« Connaître sert beaucoup pour inventer. » (Mme de Staël)

Cloris et Mainard : La belle Vieille

   Depuis quarante ans, Mainard (1582-1646), disciple de Malherbe, est épris de « Cloris »[1] qui lui préféra autrefois un riche mari. Il ne désespère pas, à 62 ans (1644) de réaliser le rêve de sa jeunesse : veuve et âgée, Cloris est toujours aussi belle. Dans ce poème baigné à la fois de mélancolie, de sérénité et d’espoir, il lui rappelle la constance et la discrétion de son amour et tente de la convaincre qu’il est encore temps. Mais Cloris restera insensible.

La belle Vieille

Cloris, que dans mon cœur j’ai si longtemps servie[2]

Et que ma passion montre à tout l’univers,

Ne veux-tu pas changer le destin de ma vie,

Et donner de beaux jours à mes derniers hivers ?

*

N’oppose plus ton deuil au bonheur où j’aspire.

Ton visage est-il fait pour demeurer voilé ?

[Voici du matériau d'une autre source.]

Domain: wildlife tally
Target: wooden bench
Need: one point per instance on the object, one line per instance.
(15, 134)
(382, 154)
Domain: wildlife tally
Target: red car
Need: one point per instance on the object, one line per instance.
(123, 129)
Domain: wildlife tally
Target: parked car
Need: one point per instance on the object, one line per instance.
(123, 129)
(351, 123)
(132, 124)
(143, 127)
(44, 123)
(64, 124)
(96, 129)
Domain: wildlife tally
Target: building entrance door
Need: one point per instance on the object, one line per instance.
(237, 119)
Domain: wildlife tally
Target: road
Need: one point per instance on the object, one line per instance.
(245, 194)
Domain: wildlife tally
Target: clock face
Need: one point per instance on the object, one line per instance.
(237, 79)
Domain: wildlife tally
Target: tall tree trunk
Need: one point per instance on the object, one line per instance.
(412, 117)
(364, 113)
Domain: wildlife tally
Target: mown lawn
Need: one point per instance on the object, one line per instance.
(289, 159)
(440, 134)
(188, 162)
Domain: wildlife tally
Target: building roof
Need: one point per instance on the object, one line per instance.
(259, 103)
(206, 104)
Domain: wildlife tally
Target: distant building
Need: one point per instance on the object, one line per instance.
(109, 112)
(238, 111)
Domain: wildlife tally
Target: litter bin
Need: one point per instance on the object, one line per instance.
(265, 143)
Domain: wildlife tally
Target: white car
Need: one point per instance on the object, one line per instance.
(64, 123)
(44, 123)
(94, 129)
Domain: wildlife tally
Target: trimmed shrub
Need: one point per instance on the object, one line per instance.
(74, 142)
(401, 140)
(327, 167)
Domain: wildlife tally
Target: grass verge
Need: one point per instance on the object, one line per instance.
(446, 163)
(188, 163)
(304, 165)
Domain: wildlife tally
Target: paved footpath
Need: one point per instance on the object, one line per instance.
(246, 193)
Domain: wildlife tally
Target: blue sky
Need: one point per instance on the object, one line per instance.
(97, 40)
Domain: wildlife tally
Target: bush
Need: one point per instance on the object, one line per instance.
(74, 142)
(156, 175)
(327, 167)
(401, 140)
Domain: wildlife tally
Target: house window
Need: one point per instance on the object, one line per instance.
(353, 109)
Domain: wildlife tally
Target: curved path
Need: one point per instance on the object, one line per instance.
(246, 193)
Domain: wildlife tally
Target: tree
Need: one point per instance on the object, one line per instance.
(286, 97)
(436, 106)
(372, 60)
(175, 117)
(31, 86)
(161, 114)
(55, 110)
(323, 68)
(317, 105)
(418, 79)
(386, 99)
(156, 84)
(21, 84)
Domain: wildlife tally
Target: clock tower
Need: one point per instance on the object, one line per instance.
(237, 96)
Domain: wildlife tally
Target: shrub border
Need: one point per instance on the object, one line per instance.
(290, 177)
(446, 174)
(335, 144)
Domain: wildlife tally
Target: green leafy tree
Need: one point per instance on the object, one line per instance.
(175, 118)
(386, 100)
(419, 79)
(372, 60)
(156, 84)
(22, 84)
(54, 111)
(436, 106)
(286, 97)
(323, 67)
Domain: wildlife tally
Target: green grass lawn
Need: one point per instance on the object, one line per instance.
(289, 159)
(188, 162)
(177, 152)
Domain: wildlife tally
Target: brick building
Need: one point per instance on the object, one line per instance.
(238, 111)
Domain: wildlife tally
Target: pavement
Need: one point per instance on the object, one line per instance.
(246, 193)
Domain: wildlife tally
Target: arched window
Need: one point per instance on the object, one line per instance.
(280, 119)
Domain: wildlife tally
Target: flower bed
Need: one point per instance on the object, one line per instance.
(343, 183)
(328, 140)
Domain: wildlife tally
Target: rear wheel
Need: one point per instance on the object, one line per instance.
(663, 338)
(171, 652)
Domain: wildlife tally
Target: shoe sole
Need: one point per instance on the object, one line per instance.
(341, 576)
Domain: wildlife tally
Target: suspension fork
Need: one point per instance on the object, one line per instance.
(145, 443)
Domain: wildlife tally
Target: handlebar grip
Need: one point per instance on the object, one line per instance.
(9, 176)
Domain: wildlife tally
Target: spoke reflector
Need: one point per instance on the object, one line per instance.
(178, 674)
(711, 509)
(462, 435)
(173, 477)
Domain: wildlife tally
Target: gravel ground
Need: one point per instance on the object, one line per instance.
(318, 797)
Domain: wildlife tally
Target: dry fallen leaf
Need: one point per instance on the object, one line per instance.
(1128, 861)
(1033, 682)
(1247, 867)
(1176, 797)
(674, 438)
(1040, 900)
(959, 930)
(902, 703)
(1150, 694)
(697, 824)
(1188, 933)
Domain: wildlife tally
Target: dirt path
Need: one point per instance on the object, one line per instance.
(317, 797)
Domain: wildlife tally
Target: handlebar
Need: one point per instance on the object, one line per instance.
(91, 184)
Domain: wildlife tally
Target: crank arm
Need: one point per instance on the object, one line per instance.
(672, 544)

Sors de ta nuit funèbre et permets que j’admire

Les divines clartés des yeux qui m’ont brûlé.

...

*

Ce n’est pas d’aujourd’hui que je suis ta conquête :

Huit lustres ont suivi le jour que tu me pris,

Et j’ai fidèlement aimé ta belle tête

Sous des cheveux châtains et sous des cheveux gris.

*

C’est de tes jeunes yeux que mon ardeur est née,

C’est de leurs premiers traits que je fus abattu[3] ;

Mais tant que tu brûlas du flambeau d’hyménée,

Mon amour se cacha pour plaire à ta vertu.

*

Je sais de quel respect il faut que je t’honore,

Et mes ressentiments[4] ne l’ont point violé ;

Si quelquefois j’ai dit le soin qui me dévore,

C’est à des confidents qui n’ont jamais parlé.

*

Pour adoucir l’aigreur des peines que j’endure,

Je me plains aux rochers, et demande conseil

A ces vieilles forêts, dont l’épaisse verdure

Fait de si belles nuits en dépit du soleil[5].

*

L’âme peine d’amour et de mélancolie,

Et couché sur des fleurs ou sous des orangers,

J’ai montré ma blessure aux deux mers d’Italie

Et fait dire ton nom aux échos étrangers[6].

*

Ce fleuve impérieux à qui tout fit hommage[7],

Et dont Neptune même endura le mépris,

A su qu’en mon esprit j’adorais ton image

Au lieu de chercher Rome en ses vastes débris.

*

Cloris, la passion que mon cœur t’a jurée

Ne trouve point d‘exemple aux siècles les plus vieux ;

Amour et la nature admirent la durée

Du feu de mes désirs et du feu de tes yeux.

*

La beauté qui te suit depuis ton premier âge

Au déclin de tes jours ne te veux pas laisser,

Et le temps, orgueilleux d’avoir fait ton visage,

En conserve l’éclat et craint de l’effacer.

*

Regarde sans frayeur la fin de toutes choses,

Consulte le miroir avec des yeux contents :

On ne voit point tomber ni tes lis, ni tes roses,

Et l’hiver de ta vie est ton second printemps[8]

...

(Strophes 1- 2 et 6-14)


[1] Le 17e siècle aime les prénoms (surnoms) grecs.

[2] Dans le langage galant, l’amoureux est l’esclave de sa dame.

[3] Métaphores miliaires de la langue amoureuse : conquête, pris, traits, abattu.

[4] Dans le sens de sentiments vifs.

[5] Mainard, en unissant l’amour et la nature, fait preuve d’un certain romantisme.  

[6] Allusion au voyage de Mainard à Rome en 1639.

[7] Le Tibre.

[8] Cf. vers 4 : poésie des saisons.

A propos de Maynard

   Selon Charles Dantzig (Dictionnaire égoïste de la littérature mondiale), derrière un fatras d’épigrammes, Maynard a écrit des odes magnifiques. « La belle vieille » donne une idée fausse du ton. Il oscillait entre le très bon comique et une mélancolie très dramatique. La postérité l’a écarté car il a osé se moquer de Richelieu qui s’était fait trop d’obligés se surveillant les uns les autres.